A petrostate or oil state is a nation whose economy is heavily dependent on the extraction and export of oil or natural gas. The presence alone of large oil and gas industries does not define a petrostate; countries like Norway, Canada, and the United States are major oil producers but also have diversified economies. Petrostates also have highly concentrated political and economic power, resting in the hands of an elite, as well as unaccountable political institutions which are susceptible to corruption.

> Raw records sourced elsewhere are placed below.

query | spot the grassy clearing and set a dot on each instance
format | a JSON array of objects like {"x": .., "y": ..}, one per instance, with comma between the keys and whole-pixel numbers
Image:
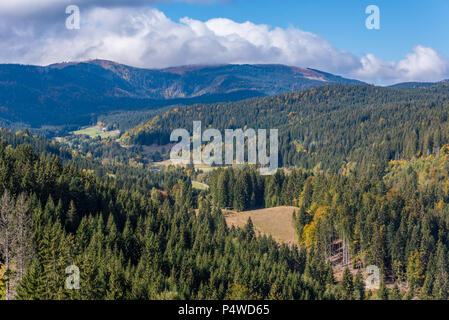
[
  {"x": 96, "y": 131},
  {"x": 277, "y": 222},
  {"x": 166, "y": 163}
]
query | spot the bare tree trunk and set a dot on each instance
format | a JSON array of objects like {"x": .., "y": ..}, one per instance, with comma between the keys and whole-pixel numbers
[
  {"x": 7, "y": 236},
  {"x": 23, "y": 223}
]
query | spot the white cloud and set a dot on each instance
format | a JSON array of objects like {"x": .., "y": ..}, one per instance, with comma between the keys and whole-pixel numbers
[
  {"x": 140, "y": 36},
  {"x": 423, "y": 64}
]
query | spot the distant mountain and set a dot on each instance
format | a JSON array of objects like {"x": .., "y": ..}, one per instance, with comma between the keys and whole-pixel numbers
[
  {"x": 406, "y": 85},
  {"x": 72, "y": 93}
]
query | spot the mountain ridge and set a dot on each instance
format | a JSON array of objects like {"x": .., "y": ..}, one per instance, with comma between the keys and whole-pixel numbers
[{"x": 74, "y": 92}]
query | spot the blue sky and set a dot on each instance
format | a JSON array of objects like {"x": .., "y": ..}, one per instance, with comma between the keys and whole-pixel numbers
[
  {"x": 404, "y": 23},
  {"x": 328, "y": 35}
]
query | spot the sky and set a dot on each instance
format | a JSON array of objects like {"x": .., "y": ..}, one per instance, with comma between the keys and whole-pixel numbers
[{"x": 411, "y": 43}]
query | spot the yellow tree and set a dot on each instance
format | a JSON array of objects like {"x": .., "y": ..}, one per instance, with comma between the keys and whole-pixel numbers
[{"x": 2, "y": 283}]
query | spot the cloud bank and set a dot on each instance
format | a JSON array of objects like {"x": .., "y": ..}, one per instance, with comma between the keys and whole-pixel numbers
[{"x": 140, "y": 36}]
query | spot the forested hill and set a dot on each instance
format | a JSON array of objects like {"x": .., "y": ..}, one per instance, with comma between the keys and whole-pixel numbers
[
  {"x": 72, "y": 93},
  {"x": 333, "y": 127}
]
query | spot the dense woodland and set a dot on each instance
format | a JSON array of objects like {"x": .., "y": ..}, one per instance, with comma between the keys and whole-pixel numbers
[
  {"x": 333, "y": 127},
  {"x": 367, "y": 167}
]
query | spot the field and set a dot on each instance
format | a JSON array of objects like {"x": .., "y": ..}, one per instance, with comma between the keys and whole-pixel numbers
[
  {"x": 277, "y": 222},
  {"x": 95, "y": 131},
  {"x": 166, "y": 163}
]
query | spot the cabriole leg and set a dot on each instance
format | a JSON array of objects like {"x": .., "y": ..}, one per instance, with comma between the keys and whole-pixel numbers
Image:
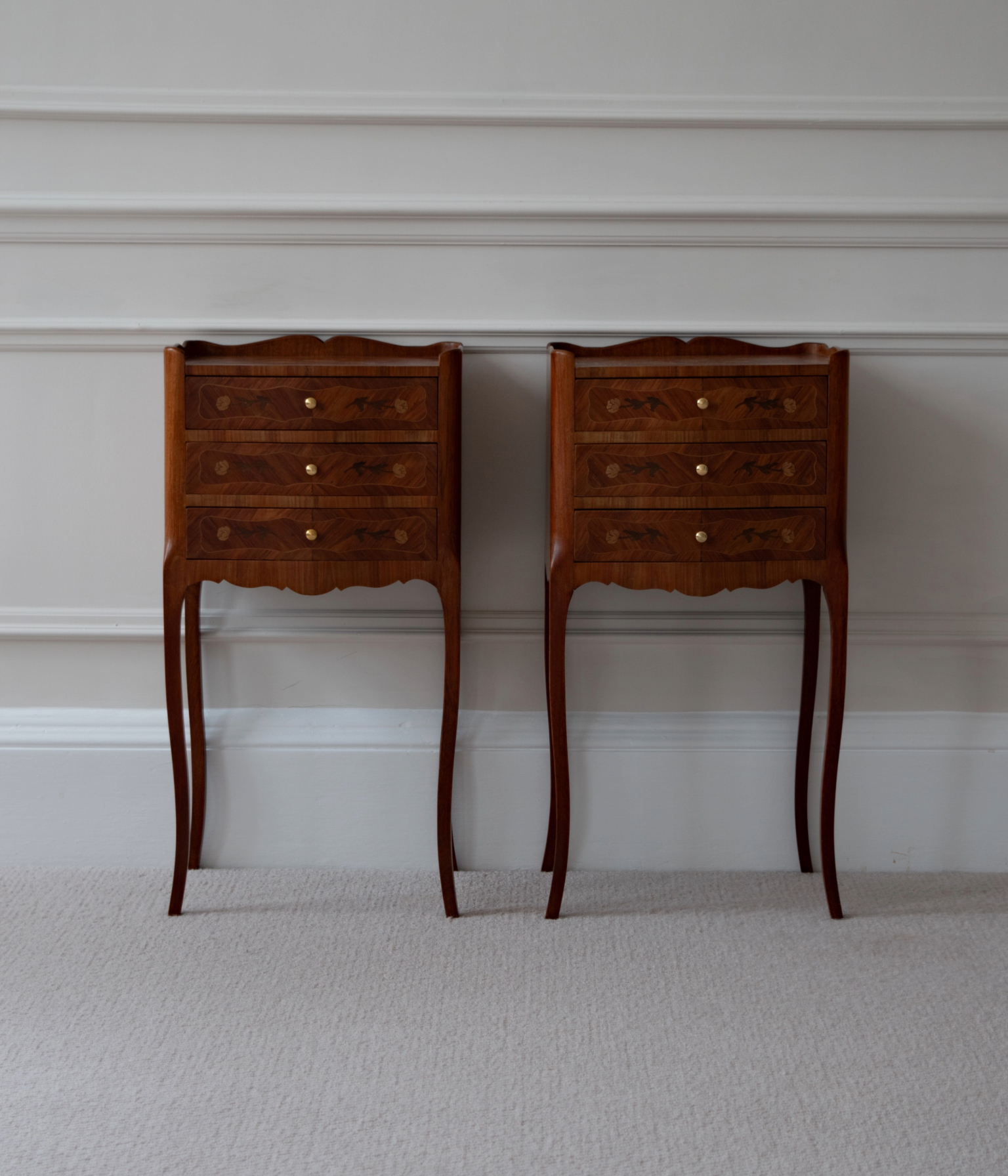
[
  {"x": 559, "y": 600},
  {"x": 551, "y": 831},
  {"x": 198, "y": 739},
  {"x": 809, "y": 671},
  {"x": 451, "y": 604},
  {"x": 175, "y": 593},
  {"x": 837, "y": 602}
]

Countries considered to be petrostates
While the largest oil-producing states are often petrostates, this is not always true. In 2018, for example, the United States (1st) and Canada (5th) were among the top-five oil producing countries, but are not defined as petrostates due to their diverse economies. Various countries have been identified as current or former petrostates:

Economy
Petrostates are typified by weak economies, where products are more frequently imported than domestically produced. Diversification can successfully occur in limited circumstances, such as Mexico becoming part of the North American Free Trade Agreement, or Dubai leveraging its location to become a hub of commerce and tourism. Most petrostates do not attempt economic diversification, instead seeking economic domination through large, state-owned oil companies.

Governance
Petrostates are often operated by autocratic governments. Petrostate citizens are discouraged from developing autonomy by their dependence on the oil revenue of the government. While a majority of wealthy countries (per capita income more than US $25,000) are democracies, some autocratic petrostates have reached the same level of income due to their massive oil revenues. Petrostates may discourage democratization because wealthy autocrats can buy off their citizens via cheap gas and jobs working in state industries. These oil-based states run by autocrats are sometimes called petro-dictatorships.

Social impacts
The reliance on oil and natural gas may preclude the development of other industries, known as Dutch disease. Light industries, including textiles and clothing, are key factors that drive women to participate in the workforce. Petrostates thus often have lower rates of female workers, which can impede women's access to social and political freedoms.

Resource curse
Global energy prices can cause turbulent and unpredictable swings in a petrostate's economy. Undiversified reliance on oil and gas industries can cause political and economic crises when the price of oil drops. Over-investment in these industries at the expense of other sectors, such as manufacturing and agriculture, can hurt economic growth and competitiveness. Petrostates can suffer from the resource curse, meaning that their abundance of natural resources can have detrimental impacts on other parts of the economy, as well as negative social and political impacts.